As we conversed one day, he casually mentioned another article he had written entitled “My Father’s Crucifix” and offered to send it to me. When I read it, I found it so profound on so many levels that I wanted to share it with you here.

Please let me know what you think.

De Colores!

Tommy Smith
Lay Coordinator / South Carolina Catholic Cursillo

My Father’s Crucifix: A Father’s Day Story of Devotion in Wartime and Peace

By Joseph Cascarelli

A crucifix recovered from the ruins of World War II becomes a lasting symbol of faith, reverence, and fatherly strength.

This story is about my father’s crucifix.

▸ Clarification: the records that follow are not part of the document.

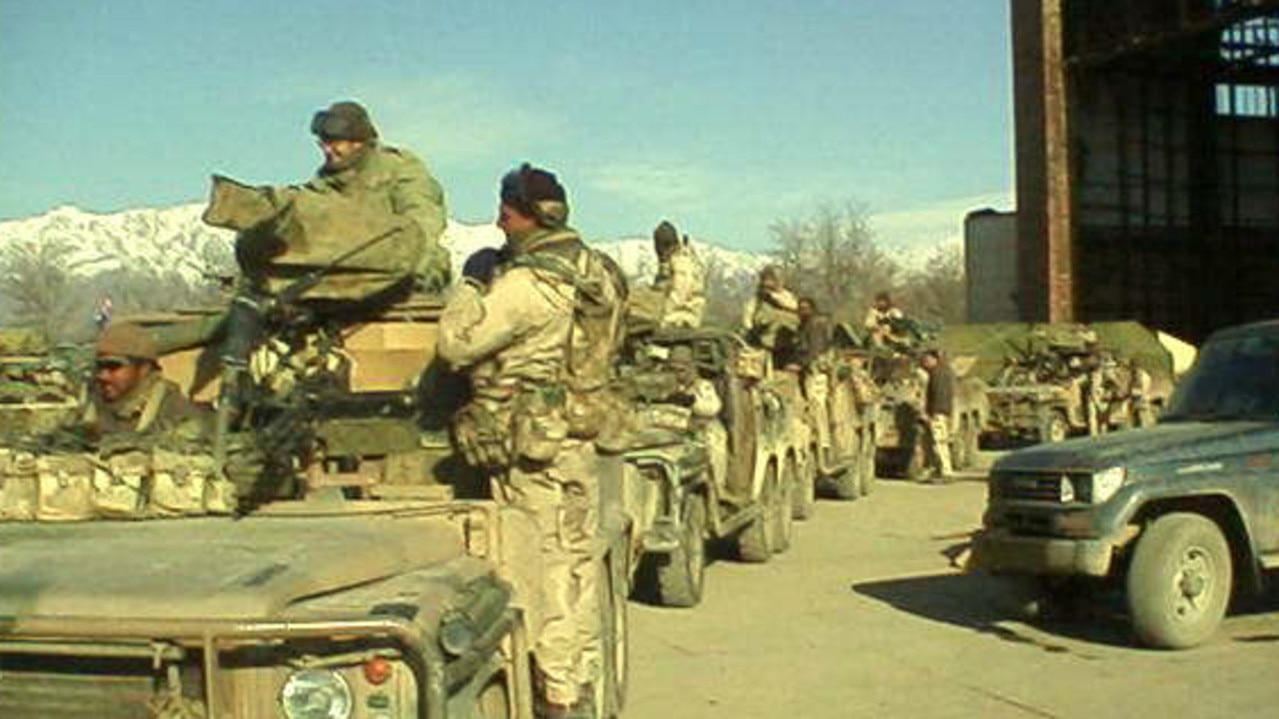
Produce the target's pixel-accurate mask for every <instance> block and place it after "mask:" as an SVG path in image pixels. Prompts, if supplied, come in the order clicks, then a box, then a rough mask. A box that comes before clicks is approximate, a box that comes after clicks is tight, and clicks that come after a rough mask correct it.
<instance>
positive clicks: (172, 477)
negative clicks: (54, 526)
mask: <svg viewBox="0 0 1279 719" xmlns="http://www.w3.org/2000/svg"><path fill="white" fill-rule="evenodd" d="M234 509H235V489H234V485H233V484H231V482H230V481H228V480H226V478H225V477H221V476H219V475H217V472H216V471H215V467H214V459H212V457H210V455H207V454H184V453H178V452H171V450H166V449H160V448H153V449H150V450H143V449H133V450H128V452H119V453H115V454H111V455H109V457H104V455H98V454H93V453H60V454H36V453H31V452H22V450H10V449H0V521H27V522H29V521H40V522H74V521H86V519H102V518H155V517H184V516H197V514H228V513H230V512H231V510H234Z"/></svg>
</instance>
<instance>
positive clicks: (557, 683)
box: [439, 229, 600, 706]
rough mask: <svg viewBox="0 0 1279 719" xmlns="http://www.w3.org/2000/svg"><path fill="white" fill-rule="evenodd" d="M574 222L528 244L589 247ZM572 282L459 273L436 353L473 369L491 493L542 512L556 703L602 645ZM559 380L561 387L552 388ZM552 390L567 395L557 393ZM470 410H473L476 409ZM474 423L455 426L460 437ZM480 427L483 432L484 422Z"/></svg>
mask: <svg viewBox="0 0 1279 719" xmlns="http://www.w3.org/2000/svg"><path fill="white" fill-rule="evenodd" d="M579 243H581V241H579V239H578V235H577V234H576V233H574V232H572V230H567V229H563V230H545V229H542V230H537V232H535V233H533V235H531V237H528V238H524V239H522V241H521V246H522V247H523V251H524V252H530V251H532V252H558V251H569V252H570V251H572V248H573V247H574V246H576V247H581V244H579ZM574 298H576V292H574V288H573V285H572V284H570V283H569V281H568V280H567V279H565V278H564V276H561V275H559V274H556V273H551V271H546V270H544V269H538V267H537V265H536V264H531V265H526V264H521V262H519V261H518V258H517V260H514V261H513V262H512V264H510V265H509V266H508V267H506V269H505V270H504V271H501V273H500V274H499V275H498V276H496V278H495V279H494V280H492V284H491V285H490V287H489V288H487V289H486V290H481V289H480V288H478V287H477V285H475V284H469V283H464V284H460V285H459V287H458V288H457V289H455V292H454V296H453V297H451V298H450V301H449V303H448V306H446V307H445V310H444V313H443V316H441V319H440V340H439V354H440V357H441V358H443V359H444V361H446V362H448V363H449V365H451V366H453V367H455V368H469V370H471V379H472V383H473V394H475V399H473V403H472V407H469V408H468V409H464V411H463V412H464V413H466V415H467V416H471V415H476V413H478V415H481V416H485V417H486V418H485V420H483V422H485V423H487V425H489V426H490V427H496V431H498V432H499V435H505V436H499V438H487V439H481V443H483V441H490V443H491V441H494V440H496V441H499V443H500V444H501V448H500V449H498V450H496V452H487V450H483V449H481V450H480V454H487V455H489V457H490V459H492V454H498V455H499V457H500V455H504V457H500V458H503V459H505V462H504V464H505V466H504V467H498V468H496V472H498V473H496V476H495V480H494V496H495V499H496V500H498V502H503V503H506V504H510V505H514V507H518V508H522V509H524V510H527V512H528V513H530V514H531V516H532V517H533V518H535V521H536V522H537V526H538V528H540V531H541V536H542V545H541V549H542V557H544V559H545V563H546V565H545V574H544V585H542V591H544V597H542V605H544V606H545V617H544V626H542V627H540V628H538V631H537V632H536V637H535V656H536V659H537V665H538V669H540V672H541V674H542V679H544V682H545V696H546V700H547V701H549V702H553V704H559V705H565V706H569V705H573V704H576V702H577V701H578V700H579V699H581V690H582V686H583V684H588V683H591V682H593V681H595V678H596V676H597V673H599V661H600V656H599V655H597V650H595V649H593V647H595V646H596V645H597V642H599V637H600V627H599V615H600V610H599V591H600V578H599V576H597V573H599V568H597V565H596V562H593V560H592V541H593V539H595V536H596V532H597V527H599V484H597V480H596V471H597V468H596V455H595V448H593V445H592V444H591V443H590V441H583V440H578V439H573V438H569V436H568V431H567V421H565V420H564V412H563V406H561V402H563V388H564V383H565V349H567V347H568V343H569V340H570V335H572V334H573V322H574V313H573V312H574V302H576V299H574ZM556 390H558V391H556ZM556 394H558V395H559V400H560V404H556ZM468 421H469V420H468ZM469 431H471V429H468V427H464V426H462V425H460V423H459V425H458V426H455V434H457V436H458V443H459V445H463V446H462V449H463V452H466V453H467V454H468V458H469V455H471V454H473V452H468V449H467V448H466V446H464V445H466V444H467V443H468V441H471V439H464V438H463V435H464V434H467V432H469ZM481 434H482V431H481Z"/></svg>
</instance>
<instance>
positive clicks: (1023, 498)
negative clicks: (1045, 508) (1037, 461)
mask: <svg viewBox="0 0 1279 719" xmlns="http://www.w3.org/2000/svg"><path fill="white" fill-rule="evenodd" d="M1063 477H1067V478H1069V480H1071V482H1072V484H1073V485H1074V490H1076V494H1078V490H1079V489H1081V486H1082V485H1081V482H1079V478H1078V477H1076V476H1073V475H1064V473H1062V472H998V473H995V475H991V477H990V487H991V494H993V496H994V498H998V499H1012V500H1021V502H1054V503H1060V502H1062V478H1063Z"/></svg>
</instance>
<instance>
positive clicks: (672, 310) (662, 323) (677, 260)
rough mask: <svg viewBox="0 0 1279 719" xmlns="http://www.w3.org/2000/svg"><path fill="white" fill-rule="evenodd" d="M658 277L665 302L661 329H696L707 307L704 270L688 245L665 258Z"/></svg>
mask: <svg viewBox="0 0 1279 719" xmlns="http://www.w3.org/2000/svg"><path fill="white" fill-rule="evenodd" d="M664 275H665V276H664V278H661V280H659V281H661V283H664V284H665V289H666V301H665V302H664V304H663V313H661V322H660V324H659V326H663V328H697V326H701V324H702V311H703V310H705V307H706V270H705V269H702V262H701V261H700V260H698V258H697V255H693V251H692V249H691V248H688V247H679V248H677V249H675V251H674V253H671V256H670V258H669V260H668V267H666V271H665V273H664Z"/></svg>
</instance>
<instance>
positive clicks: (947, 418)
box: [920, 348, 955, 484]
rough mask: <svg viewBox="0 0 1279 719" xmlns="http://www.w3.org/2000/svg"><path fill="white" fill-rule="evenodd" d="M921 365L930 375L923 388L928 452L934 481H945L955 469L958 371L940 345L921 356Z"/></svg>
mask: <svg viewBox="0 0 1279 719" xmlns="http://www.w3.org/2000/svg"><path fill="white" fill-rule="evenodd" d="M920 366H921V367H923V371H925V372H927V375H929V381H927V385H926V386H925V390H923V415H925V421H926V429H927V432H926V435H927V440H929V444H927V450H929V452H927V454H929V464H930V468H931V471H932V472H931V481H932V482H935V484H944V482H945V481H946V480H949V478H950V475H952V472H953V470H952V464H950V415H952V413H953V412H954V394H955V375H954V371H952V370H950V363H949V362H945V361H944V359H943V358H941V353H940V352H939V351H936V349H932V348H930V349H926V351H923V354H922V356H920Z"/></svg>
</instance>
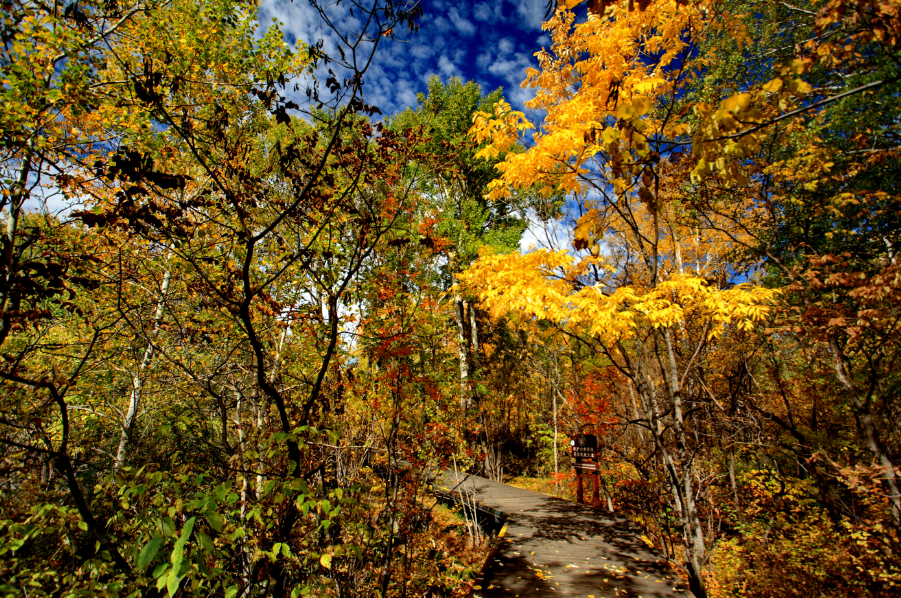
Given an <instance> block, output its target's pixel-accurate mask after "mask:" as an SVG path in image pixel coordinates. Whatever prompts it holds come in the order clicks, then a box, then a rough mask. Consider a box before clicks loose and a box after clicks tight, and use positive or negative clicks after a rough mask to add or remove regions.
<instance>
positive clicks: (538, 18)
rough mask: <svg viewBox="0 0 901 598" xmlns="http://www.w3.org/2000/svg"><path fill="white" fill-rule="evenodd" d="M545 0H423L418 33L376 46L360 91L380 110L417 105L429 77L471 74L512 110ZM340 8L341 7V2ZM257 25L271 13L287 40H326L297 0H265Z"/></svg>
mask: <svg viewBox="0 0 901 598" xmlns="http://www.w3.org/2000/svg"><path fill="white" fill-rule="evenodd" d="M546 5H547V0H519V1H511V0H495V1H486V2H474V3H472V2H466V3H463V2H447V1H446V0H423V9H424V13H425V14H424V15H423V18H422V21H421V27H420V30H419V32H418V33H417V34H413V35H407V34H406V32H403V35H401V34H400V33H399V34H398V39H397V40H386V41H387V43H384V44H383V45H381V46H380V47H379V51H378V54H377V58H376V62H375V64H374V65H373V67H372V68H371V70H370V72H369V73H368V76H367V77H366V79H365V82H366V85H365V88H364V93H365V94H366V98H367V99H366V101H367V103H369V104H373V105H375V106H378V107H379V108H380V109H381V110H382V112H383V113H384V114H386V115H390V114H393V113H396V112H399V111H402V110H404V109H405V108H407V107H408V106H413V105H415V104H416V94H417V93H419V92H424V91H425V90H426V81H428V79H429V77H430V76H432V75H438V76H439V77H441V79H442V80H445V81H446V80H448V79H449V78H450V77H460V78H462V79H463V80H464V81H466V80H470V79H472V80H475V81H476V82H478V83H479V84H481V85H482V90H483V91H484V92H485V93H488V92H490V91H492V90H494V89H497V88H498V87H503V88H504V95H505V97H506V98H507V101H509V102H510V103H511V104H512V105H513V106H514V107H515V108H518V109H520V110H522V109H523V103H524V102H525V101H526V100H528V99H529V98H530V97H531V96H532V92H531V90H526V89H522V88H521V87H520V84H521V83H522V81H523V79H525V71H526V68H527V67H529V66H537V60H536V59H535V57H534V54H535V52H537V51H539V50H541V48H542V47H546V48H547V47H549V46H550V38H549V37H548V35H547V34H546V33H545V32H544V31H542V30H541V22H542V19H543V17H544V14H545V10H546ZM342 6H344V5H342ZM339 18H341V19H342V23H343V24H344V25H346V26H353V24H354V22H355V20H354V19H352V18H350V17H349V15H346V14H345V15H341V16H340V17H339ZM259 19H260V23H261V25H263V26H269V25H270V24H271V23H272V22H273V19H277V20H278V21H279V22H281V23H284V25H283V26H282V30H283V31H284V33H285V37H286V39H287V40H288V41H289V42H294V41H295V40H302V41H308V42H309V41H315V40H317V39H320V38H324V39H325V43H326V45H325V49H326V51H328V50H329V49H330V47H332V46H331V45H330V44H331V40H330V39H329V36H328V35H326V32H325V31H324V30H323V28H322V26H321V25H320V24H319V21H318V17H316V16H315V15H314V13H313V11H312V9H311V8H310V7H309V6H308V4H307V3H306V2H305V1H304V0H296V1H295V2H290V1H289V0H264V1H263V3H262V6H261V8H260V15H259Z"/></svg>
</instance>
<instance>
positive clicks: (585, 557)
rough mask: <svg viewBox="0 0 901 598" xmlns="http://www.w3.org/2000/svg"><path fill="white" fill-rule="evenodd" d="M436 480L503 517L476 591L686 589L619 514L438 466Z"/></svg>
mask: <svg viewBox="0 0 901 598" xmlns="http://www.w3.org/2000/svg"><path fill="white" fill-rule="evenodd" d="M436 486H438V487H440V488H441V489H442V490H444V491H445V492H447V493H449V494H457V493H460V492H464V493H467V494H470V493H471V495H474V497H475V502H476V503H477V504H478V506H479V507H480V508H484V509H486V510H488V511H489V512H498V511H499V512H500V513H502V514H503V515H504V516H505V517H506V522H505V527H504V528H503V529H502V530H501V534H502V537H501V538H500V540H499V546H498V549H497V551H496V552H495V553H494V555H493V557H489V560H488V562H487V563H486V566H485V568H484V569H483V572H482V576H481V579H480V581H479V583H478V585H477V587H476V591H475V593H474V597H476V598H495V597H504V598H508V597H509V598H514V597H516V596H520V597H522V598H526V597H527V596H528V597H531V596H537V597H543V596H556V597H561V596H581V597H582V598H585V597H592V596H593V597H594V598H627V597H628V598H637V597H642V598H657V597H661V598H662V597H675V596H686V597H687V596H690V594H689V593H688V591H687V590H684V589H682V585H681V582H680V581H679V579H678V578H677V577H676V576H675V575H674V574H673V573H672V572H671V570H670V569H669V567H668V566H667V565H666V563H665V561H664V560H663V558H662V557H661V556H660V555H659V554H658V553H657V552H656V551H654V550H653V549H651V548H649V547H648V546H647V545H646V544H645V543H644V541H642V540H641V539H640V536H641V530H640V528H639V527H638V526H637V525H636V524H635V523H633V522H631V521H629V520H627V519H625V518H623V517H617V516H614V515H610V514H608V513H603V512H600V511H595V510H594V509H592V508H591V507H589V506H587V505H580V504H577V503H574V502H569V501H565V500H562V499H559V498H554V497H552V496H548V495H546V494H540V493H538V492H531V491H529V490H523V489H521V488H514V487H513V486H508V485H507V484H501V483H499V482H492V481H490V480H487V479H485V478H480V477H477V476H471V475H466V474H460V475H458V476H455V475H454V474H453V473H449V472H445V474H444V475H443V476H442V477H441V479H439V480H438V482H437V483H436Z"/></svg>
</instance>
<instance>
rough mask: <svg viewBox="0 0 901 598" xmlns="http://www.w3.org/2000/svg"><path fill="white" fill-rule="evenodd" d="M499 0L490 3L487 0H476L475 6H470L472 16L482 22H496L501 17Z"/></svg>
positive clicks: (498, 19)
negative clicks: (483, 0)
mask: <svg viewBox="0 0 901 598" xmlns="http://www.w3.org/2000/svg"><path fill="white" fill-rule="evenodd" d="M501 5H502V3H501V2H497V1H495V2H492V3H491V4H489V3H487V2H477V3H476V4H475V6H473V7H472V16H473V17H475V20H476V21H482V22H483V23H496V22H497V21H499V20H500V18H501Z"/></svg>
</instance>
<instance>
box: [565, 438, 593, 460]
mask: <svg viewBox="0 0 901 598" xmlns="http://www.w3.org/2000/svg"><path fill="white" fill-rule="evenodd" d="M570 444H572V447H573V457H575V458H576V463H578V462H579V461H582V460H587V461H594V460H596V459H597V458H598V437H597V436H595V435H594V434H579V435H578V436H576V437H575V439H574V440H572V441H571V443H570Z"/></svg>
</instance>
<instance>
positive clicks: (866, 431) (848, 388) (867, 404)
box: [829, 337, 901, 527]
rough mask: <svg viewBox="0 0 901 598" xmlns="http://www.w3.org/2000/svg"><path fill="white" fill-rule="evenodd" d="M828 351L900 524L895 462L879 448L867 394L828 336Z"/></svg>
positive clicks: (892, 514)
mask: <svg viewBox="0 0 901 598" xmlns="http://www.w3.org/2000/svg"><path fill="white" fill-rule="evenodd" d="M829 351H830V353H832V360H833V366H834V369H835V374H836V377H837V378H838V381H839V382H840V383H841V385H842V387H843V388H844V389H845V392H847V393H848V395H850V397H851V401H852V402H853V403H854V411H855V415H856V416H857V422H858V425H859V426H860V432H861V434H862V435H863V439H864V441H865V442H866V444H867V448H869V449H870V452H871V453H872V454H873V457H874V458H875V459H876V460H877V461H879V465H881V466H882V468H883V469H884V470H885V482H886V485H887V486H888V488H889V504H890V505H891V513H892V522H893V523H894V524H895V527H901V490H899V486H898V479H897V475H896V474H895V464H894V463H893V462H892V461H891V459H889V457H888V455H886V454H885V451H884V450H883V448H882V442H881V441H880V438H879V432H878V431H877V430H876V425H875V423H874V422H873V412H872V411H871V409H870V398H869V397H867V396H864V395H863V393H862V392H861V391H860V389H859V388H858V387H857V385H856V384H855V383H854V381H853V380H852V379H851V374H850V371H851V368H850V366H849V364H848V360H847V358H846V357H845V354H844V352H843V351H842V349H841V347H839V346H838V342H837V341H836V340H835V338H834V337H831V338H830V339H829Z"/></svg>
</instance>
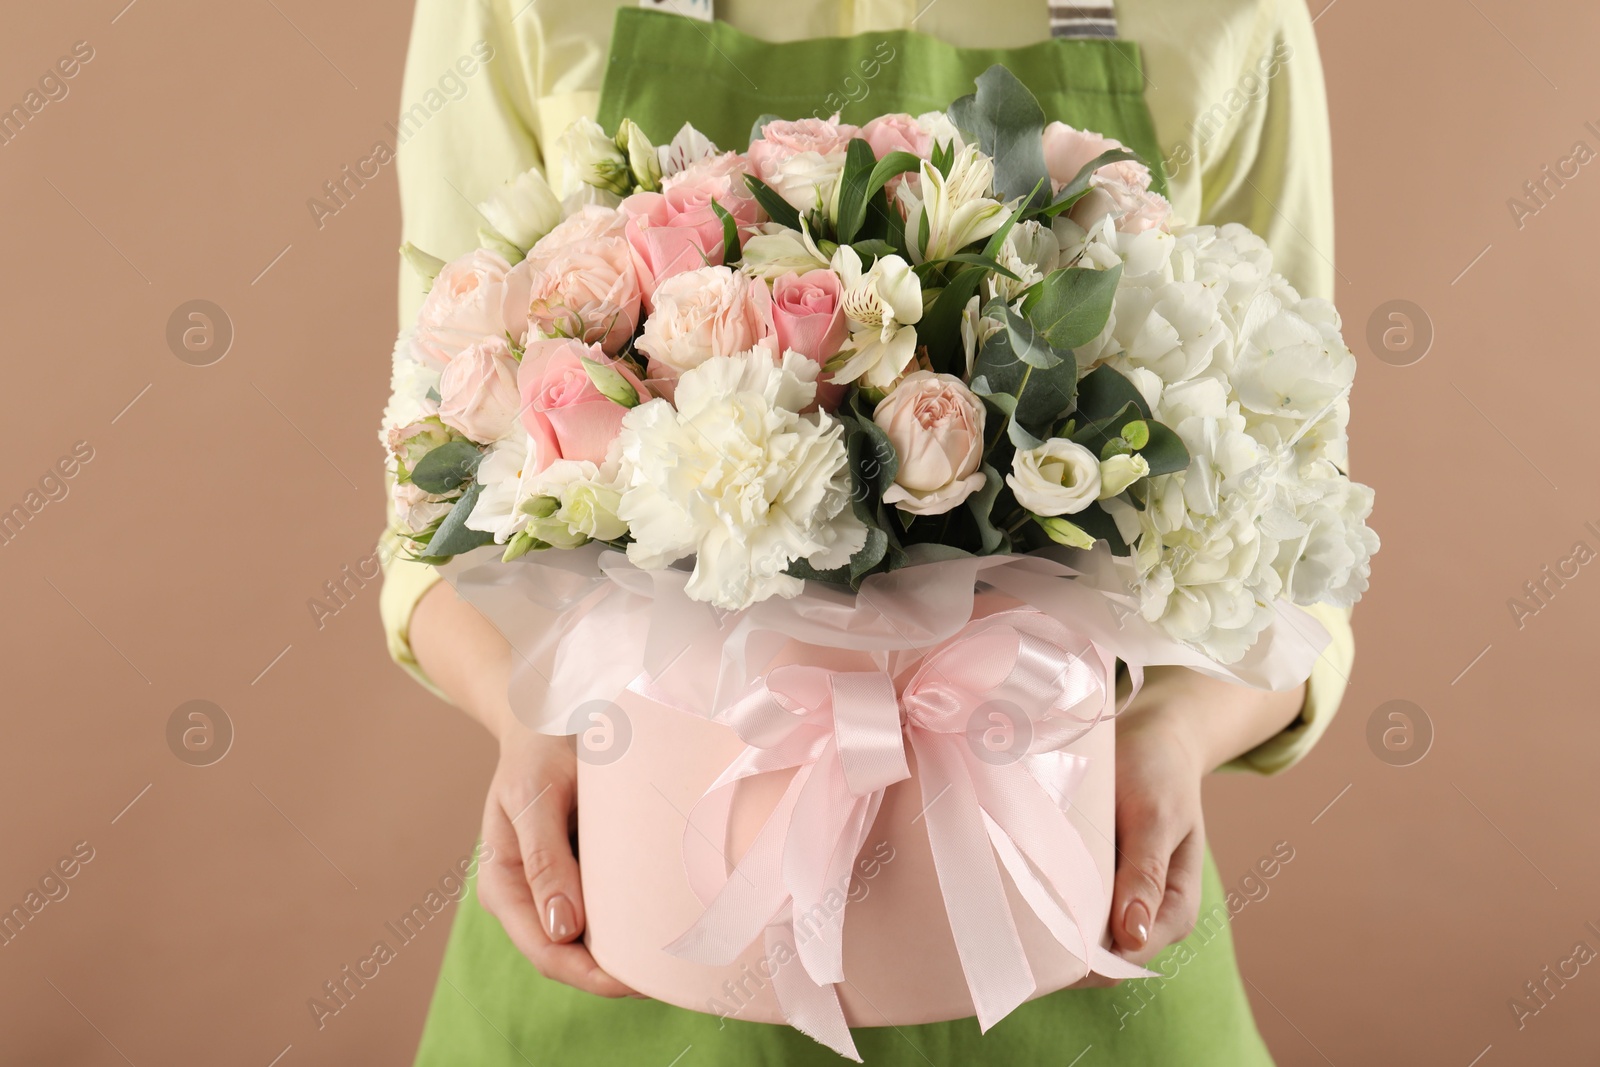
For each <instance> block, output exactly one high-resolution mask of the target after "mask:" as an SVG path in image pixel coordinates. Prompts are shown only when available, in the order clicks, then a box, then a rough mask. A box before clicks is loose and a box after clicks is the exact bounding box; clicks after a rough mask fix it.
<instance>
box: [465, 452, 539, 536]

I was around 4 years old. I remember kneeling at my bed, my father at my side, looking up at my blue-colored wall, where hung a crucifix between pictures of the Sacred Heart and the Immaculate Heart.

I remember my father telling me, “Someday you are going to be an altar boy, and you will need to know your prayers in Latin.”

And so, my father taught me the Prayers at the Foot of the Altar and other prayers, including the Pater Noster — the Our Father — in Latin. He would nightly kneel with me before that crucifix, praying and teaching me my prayers in Latin.